The key elements you need in a shareholder agreement are:
Director appointments: How and when directors are appointed to the company and how and when they can be removed.
How shares are paid for and issued: Shares can be paid for through paying money, sharing their IP or providing services ('sweat equity'),
How the company is managed: The agreement should set out the types of decisions the director(s) can make on their own, which ones need to go to a vote, the voting procedures and whether they need a majority approval (50%), special majority (75%) or absolute majority (100%).
Shareholder obligations: Where the shareholders are expected to provide services or IP for their shares, the conditions and requirement should be spelt out clearly.
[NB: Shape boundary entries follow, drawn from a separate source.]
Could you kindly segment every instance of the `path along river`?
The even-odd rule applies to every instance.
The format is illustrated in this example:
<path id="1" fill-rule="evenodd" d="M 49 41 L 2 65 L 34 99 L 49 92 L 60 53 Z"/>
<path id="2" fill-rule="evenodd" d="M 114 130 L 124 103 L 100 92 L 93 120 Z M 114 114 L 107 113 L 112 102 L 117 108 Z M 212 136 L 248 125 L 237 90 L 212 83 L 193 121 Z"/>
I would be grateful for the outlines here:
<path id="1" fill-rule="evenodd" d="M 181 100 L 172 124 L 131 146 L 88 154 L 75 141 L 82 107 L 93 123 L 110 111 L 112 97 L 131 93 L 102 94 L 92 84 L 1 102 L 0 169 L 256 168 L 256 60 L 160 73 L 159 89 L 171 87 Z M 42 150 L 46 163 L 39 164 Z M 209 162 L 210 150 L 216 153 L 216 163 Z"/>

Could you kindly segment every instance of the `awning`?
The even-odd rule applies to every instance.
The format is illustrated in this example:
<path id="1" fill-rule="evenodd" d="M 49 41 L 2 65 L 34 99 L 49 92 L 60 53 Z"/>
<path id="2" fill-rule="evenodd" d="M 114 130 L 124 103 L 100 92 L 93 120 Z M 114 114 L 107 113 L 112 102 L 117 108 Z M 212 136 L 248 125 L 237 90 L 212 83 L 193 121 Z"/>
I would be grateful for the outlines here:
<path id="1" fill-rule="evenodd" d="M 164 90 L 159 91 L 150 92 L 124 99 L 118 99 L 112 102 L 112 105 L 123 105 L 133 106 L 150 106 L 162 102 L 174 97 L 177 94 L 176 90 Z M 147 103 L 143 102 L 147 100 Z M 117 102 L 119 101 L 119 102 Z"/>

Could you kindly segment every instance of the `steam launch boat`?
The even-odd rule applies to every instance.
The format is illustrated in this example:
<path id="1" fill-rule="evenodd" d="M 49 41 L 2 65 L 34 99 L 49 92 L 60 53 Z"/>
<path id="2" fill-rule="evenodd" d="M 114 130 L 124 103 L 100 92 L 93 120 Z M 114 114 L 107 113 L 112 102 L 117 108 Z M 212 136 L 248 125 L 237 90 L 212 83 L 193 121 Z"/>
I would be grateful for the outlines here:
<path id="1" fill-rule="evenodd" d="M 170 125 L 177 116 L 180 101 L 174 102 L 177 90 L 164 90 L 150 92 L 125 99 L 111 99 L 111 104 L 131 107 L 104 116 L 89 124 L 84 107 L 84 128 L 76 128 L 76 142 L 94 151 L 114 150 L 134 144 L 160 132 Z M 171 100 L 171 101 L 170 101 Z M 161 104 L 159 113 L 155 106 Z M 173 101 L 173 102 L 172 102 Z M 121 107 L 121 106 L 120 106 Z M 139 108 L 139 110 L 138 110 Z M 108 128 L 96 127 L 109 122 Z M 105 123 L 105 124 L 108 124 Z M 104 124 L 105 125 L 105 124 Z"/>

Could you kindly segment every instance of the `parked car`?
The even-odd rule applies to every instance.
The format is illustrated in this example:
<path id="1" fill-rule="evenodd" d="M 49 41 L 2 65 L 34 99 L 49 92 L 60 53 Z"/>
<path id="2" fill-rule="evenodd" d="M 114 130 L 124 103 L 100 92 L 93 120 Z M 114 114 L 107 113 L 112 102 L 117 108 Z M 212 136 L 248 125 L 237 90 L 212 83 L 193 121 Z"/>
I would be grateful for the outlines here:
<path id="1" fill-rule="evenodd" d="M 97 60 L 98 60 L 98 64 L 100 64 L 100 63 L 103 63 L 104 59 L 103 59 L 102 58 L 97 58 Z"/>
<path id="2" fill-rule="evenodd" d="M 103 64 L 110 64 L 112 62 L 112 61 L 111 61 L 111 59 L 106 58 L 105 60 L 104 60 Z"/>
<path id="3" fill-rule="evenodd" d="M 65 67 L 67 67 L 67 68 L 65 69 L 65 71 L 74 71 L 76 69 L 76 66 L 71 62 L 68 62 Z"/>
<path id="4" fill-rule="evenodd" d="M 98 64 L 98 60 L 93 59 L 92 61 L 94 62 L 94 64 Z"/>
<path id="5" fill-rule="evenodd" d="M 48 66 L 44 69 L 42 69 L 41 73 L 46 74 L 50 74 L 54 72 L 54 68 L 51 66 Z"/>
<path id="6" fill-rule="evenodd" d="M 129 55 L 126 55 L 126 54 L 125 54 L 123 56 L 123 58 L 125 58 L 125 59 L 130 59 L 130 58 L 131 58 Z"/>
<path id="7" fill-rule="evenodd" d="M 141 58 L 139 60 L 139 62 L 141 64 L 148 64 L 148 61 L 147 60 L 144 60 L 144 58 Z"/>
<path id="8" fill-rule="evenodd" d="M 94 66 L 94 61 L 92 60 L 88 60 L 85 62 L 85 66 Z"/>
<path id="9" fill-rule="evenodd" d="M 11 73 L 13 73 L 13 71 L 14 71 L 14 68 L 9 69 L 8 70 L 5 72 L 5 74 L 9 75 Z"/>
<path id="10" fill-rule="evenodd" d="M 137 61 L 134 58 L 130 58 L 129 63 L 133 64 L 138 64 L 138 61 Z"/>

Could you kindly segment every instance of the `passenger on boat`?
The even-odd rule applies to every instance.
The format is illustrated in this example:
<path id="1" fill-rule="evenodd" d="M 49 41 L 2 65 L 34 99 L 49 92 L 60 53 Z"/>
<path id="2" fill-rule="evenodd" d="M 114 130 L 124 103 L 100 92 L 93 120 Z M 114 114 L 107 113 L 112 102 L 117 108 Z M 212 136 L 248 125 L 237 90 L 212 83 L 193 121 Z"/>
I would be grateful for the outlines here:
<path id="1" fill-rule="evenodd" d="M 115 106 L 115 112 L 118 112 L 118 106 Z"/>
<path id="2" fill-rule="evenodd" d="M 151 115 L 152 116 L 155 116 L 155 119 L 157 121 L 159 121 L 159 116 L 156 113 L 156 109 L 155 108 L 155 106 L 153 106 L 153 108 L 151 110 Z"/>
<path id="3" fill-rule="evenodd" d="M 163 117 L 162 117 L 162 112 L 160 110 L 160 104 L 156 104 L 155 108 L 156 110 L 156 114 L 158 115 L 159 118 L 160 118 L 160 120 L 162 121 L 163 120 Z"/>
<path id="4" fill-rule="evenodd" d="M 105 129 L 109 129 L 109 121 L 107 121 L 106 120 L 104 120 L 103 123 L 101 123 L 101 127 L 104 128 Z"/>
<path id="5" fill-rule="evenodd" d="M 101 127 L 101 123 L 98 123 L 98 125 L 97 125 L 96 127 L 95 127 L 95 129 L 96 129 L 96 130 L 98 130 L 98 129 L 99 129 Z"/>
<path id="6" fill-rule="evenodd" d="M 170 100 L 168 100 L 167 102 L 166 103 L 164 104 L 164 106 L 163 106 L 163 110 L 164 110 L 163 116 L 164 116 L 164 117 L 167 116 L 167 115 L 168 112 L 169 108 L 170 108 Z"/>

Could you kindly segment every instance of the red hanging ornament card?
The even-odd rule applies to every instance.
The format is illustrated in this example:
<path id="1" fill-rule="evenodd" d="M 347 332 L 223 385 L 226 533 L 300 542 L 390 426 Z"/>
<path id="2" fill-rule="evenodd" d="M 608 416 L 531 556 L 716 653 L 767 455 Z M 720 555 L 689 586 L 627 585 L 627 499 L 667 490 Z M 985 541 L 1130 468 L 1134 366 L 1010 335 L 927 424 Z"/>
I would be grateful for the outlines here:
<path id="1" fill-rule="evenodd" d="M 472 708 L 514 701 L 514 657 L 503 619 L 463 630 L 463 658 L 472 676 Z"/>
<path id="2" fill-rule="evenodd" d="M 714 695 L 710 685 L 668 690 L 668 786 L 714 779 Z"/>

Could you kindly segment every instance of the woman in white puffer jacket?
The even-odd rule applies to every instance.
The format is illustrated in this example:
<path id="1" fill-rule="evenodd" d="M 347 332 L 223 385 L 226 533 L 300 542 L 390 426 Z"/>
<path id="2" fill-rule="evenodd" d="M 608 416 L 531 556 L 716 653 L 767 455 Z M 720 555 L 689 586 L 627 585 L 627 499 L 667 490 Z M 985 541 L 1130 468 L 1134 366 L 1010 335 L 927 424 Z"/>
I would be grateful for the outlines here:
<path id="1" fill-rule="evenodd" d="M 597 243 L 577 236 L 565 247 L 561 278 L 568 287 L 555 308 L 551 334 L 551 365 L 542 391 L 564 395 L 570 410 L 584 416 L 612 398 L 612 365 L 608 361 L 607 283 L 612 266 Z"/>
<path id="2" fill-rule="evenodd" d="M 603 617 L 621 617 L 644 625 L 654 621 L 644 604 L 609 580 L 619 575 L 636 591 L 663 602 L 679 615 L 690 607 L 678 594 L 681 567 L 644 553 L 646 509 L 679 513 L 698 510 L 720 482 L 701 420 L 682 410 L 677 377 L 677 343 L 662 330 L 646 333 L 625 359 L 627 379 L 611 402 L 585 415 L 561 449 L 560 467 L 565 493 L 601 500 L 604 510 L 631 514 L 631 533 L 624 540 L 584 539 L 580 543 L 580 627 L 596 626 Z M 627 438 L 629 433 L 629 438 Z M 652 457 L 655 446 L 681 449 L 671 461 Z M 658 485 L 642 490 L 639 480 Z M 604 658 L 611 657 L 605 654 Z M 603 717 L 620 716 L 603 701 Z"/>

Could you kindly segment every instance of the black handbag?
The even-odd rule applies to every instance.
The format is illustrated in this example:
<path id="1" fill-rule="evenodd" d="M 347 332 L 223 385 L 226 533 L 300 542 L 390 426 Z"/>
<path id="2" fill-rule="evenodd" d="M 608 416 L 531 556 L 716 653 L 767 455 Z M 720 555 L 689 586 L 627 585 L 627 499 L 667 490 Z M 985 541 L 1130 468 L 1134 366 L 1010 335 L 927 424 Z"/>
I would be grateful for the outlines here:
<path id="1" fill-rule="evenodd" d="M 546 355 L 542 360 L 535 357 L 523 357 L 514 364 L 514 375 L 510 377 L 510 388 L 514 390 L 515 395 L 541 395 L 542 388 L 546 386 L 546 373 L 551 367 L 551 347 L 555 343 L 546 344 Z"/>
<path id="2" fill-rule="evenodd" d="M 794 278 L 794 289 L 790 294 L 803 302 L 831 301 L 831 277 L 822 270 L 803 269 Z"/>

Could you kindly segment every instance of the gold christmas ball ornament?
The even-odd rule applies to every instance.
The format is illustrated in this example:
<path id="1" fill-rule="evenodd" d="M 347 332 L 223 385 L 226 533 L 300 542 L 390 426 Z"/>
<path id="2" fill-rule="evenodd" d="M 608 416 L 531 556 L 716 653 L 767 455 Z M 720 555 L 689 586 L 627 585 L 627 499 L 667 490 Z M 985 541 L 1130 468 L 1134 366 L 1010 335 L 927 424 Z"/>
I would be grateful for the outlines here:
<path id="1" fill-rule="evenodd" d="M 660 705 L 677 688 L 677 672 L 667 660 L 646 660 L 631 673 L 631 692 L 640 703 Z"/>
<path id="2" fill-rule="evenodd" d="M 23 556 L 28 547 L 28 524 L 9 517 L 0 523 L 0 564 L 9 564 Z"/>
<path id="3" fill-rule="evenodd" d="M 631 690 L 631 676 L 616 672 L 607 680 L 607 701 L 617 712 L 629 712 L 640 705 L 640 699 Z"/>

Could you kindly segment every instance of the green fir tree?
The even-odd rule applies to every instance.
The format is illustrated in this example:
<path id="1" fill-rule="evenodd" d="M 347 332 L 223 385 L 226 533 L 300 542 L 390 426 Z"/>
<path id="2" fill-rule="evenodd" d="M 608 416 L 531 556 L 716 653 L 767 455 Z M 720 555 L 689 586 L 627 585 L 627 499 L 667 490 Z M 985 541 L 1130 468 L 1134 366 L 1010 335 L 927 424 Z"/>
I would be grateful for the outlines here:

Shareholder rights: The shareholders are the owners of the company based on their percentage of ownership and share class. Different share classes have different rights. Examples of shareholder rights can include voting rights, participation in key company decisions such as appointment of directors and CEO, payment of dividends, a meetings, information access rights such as management reports and the company's financials.
Share transfers: The agreement should set out when and how are shares sold. It should set out whether the shareholders can force another shareholder to sell their shares. These clauses are known as "drag along" and "tag along" rights.
Disputes: The agreement should set out what happens if there is a dispute. This can relate to share sales, voting rights and dispute resolution processes.
Exits: The agreement should set out an exit strategy. This makes people's rights clear from the outset. Examples of exits include buy outs of shares, listing the company for sale or the shares on the stock exchange. The agreement should set out both voluntary and forced sales of shares.